AI coding tools generate functional but often generic designs. The key to creating a beautiful, personalized application is for the human to act as a creative director. This involves rejecting default outputs, finding specific aesthetic inspirations, and guiding the AI to implement a curated human vision.
A powerful, non-obvious use for LLMs is information restructuring. By feeding a standard online recipe to ChatGPT, you can ask it to reformat the instructions so that ingredient measurements appear directly within each step. This eliminates scrolling back and forth, making recipes easier to follow.

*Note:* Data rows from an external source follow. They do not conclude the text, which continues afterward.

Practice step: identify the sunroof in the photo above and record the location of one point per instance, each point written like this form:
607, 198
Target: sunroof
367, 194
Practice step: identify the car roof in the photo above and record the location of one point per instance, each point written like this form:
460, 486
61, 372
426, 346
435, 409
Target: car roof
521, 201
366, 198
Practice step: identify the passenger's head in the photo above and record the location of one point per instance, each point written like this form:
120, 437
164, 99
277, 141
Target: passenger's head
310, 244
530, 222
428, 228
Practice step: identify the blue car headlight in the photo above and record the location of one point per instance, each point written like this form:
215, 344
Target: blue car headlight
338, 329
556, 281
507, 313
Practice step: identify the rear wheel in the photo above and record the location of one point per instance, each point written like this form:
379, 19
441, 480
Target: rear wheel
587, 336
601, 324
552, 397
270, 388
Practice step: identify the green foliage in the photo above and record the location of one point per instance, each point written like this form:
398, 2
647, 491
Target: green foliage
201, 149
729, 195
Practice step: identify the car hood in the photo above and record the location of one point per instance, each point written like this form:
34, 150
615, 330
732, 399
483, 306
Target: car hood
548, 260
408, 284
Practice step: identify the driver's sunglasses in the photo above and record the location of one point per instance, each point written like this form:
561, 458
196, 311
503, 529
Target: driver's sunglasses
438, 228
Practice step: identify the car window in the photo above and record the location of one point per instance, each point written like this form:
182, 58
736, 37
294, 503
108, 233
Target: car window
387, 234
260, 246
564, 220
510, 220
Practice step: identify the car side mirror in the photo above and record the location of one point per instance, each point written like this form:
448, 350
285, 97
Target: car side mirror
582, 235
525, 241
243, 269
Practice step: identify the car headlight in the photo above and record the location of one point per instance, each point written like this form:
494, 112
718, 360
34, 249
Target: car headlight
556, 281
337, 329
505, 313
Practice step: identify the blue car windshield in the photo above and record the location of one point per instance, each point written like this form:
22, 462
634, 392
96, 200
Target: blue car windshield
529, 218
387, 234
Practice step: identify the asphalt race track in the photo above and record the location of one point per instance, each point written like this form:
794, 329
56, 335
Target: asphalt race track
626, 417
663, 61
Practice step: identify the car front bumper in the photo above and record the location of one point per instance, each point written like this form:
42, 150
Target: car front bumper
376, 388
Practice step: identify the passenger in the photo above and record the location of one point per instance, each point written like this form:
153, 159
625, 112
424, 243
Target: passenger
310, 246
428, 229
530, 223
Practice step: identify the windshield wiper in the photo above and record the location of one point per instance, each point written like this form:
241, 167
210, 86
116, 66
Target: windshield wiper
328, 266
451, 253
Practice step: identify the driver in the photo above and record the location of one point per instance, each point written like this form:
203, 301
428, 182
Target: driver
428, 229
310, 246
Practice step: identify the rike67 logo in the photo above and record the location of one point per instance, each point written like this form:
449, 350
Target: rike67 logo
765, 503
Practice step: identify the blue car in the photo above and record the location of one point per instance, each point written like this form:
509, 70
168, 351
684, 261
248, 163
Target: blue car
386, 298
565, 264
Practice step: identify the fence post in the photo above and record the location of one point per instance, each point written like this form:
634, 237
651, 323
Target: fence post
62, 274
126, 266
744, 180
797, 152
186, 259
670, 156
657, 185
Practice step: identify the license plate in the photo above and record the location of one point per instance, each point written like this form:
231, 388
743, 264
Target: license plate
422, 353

When using "vibe-coding" tools, feed changes one at a time, such as typography, then a header image, then a specific feature. A single, long list of desired changes can confuse the AI and lead to poor results. This step-by-step process of iteration and refinement yields a better final product.
To get precise results from AI coding tools, use established design and development language. Prompting for a "multi-select" for dietary restrictions is far more effective than vaguely asking to "add preferences," as it dictates the specific UI component to be built and avoids ambiguity.
AI code generation tools can fail to fix visual bugs like text clipping or improper spacing, even with direct prompts. These tools are powerful assistants for rapid development, but users must be prepared to dive into the generated code to manually fix issues the AI cannot resolve on its own.
Instead of accepting default AI designs, proactively source superior design elements. Use pre-vetted Google Font combinations for typography and find specific MidJourney 'style reference' codes on social platforms like X to generate unique, high-quality images that match your desired aesthetic.